Kid, 12 years old November 29, 2008
Where is the true Christmas spirit in this movie? Seeing my favourite Christmas characters threatened like this isn't my idea of a good movie. Rankin-Bass almost always manages to create a memorable and wonderful Christmas special each time, but this is one of the very few examples why they aren't perfect. The musical numbers aren't amazing, and certainly not great. It would be a very saddening movie for young children, and it's best to just skip this one.

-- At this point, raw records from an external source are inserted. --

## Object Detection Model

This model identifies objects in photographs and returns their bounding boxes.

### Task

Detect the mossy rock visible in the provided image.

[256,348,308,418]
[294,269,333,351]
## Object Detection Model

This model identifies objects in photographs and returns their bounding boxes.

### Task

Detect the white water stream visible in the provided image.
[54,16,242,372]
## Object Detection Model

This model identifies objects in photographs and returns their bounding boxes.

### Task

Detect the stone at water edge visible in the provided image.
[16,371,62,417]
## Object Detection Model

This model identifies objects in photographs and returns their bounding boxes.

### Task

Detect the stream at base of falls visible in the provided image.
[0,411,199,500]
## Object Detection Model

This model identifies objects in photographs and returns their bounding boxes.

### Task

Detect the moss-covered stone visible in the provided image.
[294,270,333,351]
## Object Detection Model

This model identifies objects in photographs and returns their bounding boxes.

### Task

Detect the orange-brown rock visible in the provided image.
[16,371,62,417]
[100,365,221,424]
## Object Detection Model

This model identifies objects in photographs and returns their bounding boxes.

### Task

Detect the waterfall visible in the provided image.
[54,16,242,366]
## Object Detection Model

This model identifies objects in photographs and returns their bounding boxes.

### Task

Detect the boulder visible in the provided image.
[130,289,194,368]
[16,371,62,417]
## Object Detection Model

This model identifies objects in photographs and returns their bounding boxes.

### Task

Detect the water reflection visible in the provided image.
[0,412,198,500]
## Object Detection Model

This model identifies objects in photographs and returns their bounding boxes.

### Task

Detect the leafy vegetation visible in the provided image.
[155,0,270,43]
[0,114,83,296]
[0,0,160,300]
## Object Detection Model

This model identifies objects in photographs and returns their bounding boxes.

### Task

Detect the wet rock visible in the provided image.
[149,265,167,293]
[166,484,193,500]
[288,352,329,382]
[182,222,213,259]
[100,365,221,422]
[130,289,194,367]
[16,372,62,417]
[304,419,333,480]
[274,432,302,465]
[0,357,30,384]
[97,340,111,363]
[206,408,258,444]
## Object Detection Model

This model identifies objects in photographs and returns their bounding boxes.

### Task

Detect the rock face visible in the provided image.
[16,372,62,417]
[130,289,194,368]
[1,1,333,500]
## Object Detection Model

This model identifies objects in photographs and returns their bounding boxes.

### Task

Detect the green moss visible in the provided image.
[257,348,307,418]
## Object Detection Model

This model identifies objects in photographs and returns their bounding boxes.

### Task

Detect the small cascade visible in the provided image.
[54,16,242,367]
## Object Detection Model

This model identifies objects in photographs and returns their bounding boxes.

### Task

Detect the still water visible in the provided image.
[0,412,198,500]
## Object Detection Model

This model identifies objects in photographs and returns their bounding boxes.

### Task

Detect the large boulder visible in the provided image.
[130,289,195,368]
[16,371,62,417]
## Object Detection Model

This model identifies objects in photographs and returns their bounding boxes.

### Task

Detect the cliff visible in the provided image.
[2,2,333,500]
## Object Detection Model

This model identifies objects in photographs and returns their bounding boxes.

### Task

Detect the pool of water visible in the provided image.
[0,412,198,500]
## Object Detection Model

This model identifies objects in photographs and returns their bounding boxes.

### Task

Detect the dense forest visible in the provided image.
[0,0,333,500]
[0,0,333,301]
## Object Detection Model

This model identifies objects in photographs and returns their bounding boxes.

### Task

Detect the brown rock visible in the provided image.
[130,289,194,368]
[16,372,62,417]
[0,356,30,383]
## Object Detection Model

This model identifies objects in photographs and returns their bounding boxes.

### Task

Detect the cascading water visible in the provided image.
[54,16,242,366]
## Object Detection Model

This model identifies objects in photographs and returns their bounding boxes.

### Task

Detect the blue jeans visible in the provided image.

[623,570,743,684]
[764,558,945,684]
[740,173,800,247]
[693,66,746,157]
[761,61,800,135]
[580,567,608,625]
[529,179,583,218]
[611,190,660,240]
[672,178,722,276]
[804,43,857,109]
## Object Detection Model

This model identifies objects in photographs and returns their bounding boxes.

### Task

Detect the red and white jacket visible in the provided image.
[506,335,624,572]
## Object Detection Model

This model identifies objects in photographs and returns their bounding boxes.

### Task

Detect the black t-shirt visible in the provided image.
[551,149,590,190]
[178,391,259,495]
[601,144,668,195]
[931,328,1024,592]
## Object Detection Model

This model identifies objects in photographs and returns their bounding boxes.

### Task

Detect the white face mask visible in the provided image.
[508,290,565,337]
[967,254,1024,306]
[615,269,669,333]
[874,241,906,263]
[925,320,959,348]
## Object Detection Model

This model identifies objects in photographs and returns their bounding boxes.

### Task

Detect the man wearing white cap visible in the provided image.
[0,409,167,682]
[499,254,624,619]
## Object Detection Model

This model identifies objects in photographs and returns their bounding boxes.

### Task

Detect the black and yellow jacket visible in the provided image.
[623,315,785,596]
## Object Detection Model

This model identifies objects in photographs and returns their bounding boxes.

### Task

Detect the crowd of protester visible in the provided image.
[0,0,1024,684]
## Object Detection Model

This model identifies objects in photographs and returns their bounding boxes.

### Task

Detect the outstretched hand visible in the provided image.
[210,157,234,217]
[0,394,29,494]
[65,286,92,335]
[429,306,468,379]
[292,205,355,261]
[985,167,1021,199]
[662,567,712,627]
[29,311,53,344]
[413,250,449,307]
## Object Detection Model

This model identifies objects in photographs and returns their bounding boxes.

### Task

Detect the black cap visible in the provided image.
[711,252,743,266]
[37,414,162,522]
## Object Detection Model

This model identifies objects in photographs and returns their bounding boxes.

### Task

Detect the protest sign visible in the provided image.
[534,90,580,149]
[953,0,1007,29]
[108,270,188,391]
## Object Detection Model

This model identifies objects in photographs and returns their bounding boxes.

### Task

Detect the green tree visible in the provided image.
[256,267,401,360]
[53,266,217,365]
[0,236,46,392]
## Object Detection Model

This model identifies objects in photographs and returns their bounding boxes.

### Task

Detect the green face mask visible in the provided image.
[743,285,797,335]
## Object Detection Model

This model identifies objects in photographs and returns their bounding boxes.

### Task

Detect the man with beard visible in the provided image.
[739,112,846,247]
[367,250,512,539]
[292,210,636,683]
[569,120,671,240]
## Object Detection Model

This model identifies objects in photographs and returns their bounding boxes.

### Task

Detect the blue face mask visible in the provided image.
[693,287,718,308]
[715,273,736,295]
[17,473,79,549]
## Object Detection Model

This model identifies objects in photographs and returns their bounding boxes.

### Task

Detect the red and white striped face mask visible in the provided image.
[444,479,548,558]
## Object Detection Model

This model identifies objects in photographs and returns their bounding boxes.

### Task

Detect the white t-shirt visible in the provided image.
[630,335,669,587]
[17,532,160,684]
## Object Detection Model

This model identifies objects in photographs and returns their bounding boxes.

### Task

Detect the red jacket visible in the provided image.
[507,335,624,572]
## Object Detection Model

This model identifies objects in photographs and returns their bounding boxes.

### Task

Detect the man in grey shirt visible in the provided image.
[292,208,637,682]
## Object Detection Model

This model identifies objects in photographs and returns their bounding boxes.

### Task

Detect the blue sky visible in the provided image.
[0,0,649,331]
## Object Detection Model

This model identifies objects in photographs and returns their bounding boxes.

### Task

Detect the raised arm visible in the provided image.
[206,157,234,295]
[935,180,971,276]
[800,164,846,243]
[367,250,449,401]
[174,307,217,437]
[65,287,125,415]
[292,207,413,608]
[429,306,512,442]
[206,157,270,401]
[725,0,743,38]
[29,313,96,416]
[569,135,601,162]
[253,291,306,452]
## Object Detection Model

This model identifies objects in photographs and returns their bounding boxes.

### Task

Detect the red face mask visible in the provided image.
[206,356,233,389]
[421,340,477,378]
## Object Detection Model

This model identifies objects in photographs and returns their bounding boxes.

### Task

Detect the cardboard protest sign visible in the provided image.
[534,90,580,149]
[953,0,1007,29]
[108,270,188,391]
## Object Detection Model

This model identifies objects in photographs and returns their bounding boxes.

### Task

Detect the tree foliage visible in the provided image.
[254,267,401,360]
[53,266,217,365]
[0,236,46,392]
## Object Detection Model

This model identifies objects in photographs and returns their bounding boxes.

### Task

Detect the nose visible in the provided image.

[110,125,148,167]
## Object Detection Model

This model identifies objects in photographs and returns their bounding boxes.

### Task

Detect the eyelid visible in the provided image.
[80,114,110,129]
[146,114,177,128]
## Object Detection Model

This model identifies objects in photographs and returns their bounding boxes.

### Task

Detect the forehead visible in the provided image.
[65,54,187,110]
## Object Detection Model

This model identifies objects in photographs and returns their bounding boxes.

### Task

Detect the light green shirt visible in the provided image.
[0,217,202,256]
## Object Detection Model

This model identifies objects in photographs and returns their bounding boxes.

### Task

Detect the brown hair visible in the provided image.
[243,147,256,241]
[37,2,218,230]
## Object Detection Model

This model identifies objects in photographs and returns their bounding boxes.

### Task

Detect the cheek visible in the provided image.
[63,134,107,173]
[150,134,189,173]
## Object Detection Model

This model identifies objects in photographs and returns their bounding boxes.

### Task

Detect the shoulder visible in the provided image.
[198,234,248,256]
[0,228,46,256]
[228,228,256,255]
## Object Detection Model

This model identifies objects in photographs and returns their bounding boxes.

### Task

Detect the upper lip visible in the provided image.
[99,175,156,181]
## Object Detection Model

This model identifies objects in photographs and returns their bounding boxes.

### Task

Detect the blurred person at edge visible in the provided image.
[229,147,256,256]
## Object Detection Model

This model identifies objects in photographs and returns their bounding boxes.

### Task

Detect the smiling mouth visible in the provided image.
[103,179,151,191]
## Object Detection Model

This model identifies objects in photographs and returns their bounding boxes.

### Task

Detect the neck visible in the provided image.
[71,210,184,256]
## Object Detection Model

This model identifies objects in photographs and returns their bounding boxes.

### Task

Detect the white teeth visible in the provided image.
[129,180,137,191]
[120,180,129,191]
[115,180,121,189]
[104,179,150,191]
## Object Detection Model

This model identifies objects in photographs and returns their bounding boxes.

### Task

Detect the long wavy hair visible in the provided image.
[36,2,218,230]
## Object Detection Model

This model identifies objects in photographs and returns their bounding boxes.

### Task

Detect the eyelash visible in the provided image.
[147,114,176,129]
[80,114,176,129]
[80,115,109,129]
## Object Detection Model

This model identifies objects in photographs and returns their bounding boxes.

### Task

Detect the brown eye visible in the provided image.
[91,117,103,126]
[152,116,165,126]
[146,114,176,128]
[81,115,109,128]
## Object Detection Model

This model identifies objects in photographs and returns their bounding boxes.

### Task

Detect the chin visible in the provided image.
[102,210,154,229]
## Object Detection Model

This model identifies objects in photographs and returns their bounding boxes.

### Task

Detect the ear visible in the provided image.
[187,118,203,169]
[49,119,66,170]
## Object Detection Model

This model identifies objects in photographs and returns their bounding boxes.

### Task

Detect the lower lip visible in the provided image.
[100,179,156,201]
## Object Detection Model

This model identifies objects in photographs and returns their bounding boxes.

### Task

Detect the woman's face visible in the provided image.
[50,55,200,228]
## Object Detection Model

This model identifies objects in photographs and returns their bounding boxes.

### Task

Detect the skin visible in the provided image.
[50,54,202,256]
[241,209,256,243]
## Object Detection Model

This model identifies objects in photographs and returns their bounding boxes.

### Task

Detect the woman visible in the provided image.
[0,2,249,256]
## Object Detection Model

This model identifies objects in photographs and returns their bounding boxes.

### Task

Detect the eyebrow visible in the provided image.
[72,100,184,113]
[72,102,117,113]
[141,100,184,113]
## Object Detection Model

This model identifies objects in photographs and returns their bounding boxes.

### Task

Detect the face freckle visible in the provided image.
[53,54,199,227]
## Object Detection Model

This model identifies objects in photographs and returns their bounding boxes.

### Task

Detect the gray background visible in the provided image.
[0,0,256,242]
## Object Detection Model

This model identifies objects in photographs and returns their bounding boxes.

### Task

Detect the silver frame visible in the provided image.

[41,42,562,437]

Adult Written byDominicboo1 December 18, 2014

Dark But Mostly Sweet Tale

One star really? This special is certainly NOT that bad. It's actually good to see all of these characters together in my opinion. Sure there are some scary moments, and one pretty upsetting scene where Winterbolt tricks Frosty into giving him his magic hat in return for helping Rudolph. Some kids might be upset after Rudolph's nose goes out and his friends refuse to talk to him thinking he's guilty of theft. However this is the reason Rudolph won't tell the truth and save his nose. The villain gives Frosty and his family magic amulets, so they won't melt at the seaside in summer. An evil reindeer helps the villain trick Rudolph into giving money to another one of the villains. You see, if Rudolph uses his power for evil he can't use it again. When Rudolph hears this he's about to tell, but Winterbolt tells him that if he does so Frosty and his family will all melt. He chooses to give his power and good reputation instead of losing his friends. Naturally he gets his powers back and everybody apologizes to him, but all that COULD upset kids and maybe even some adults who don't want to see an innocent character's friends being rude to him.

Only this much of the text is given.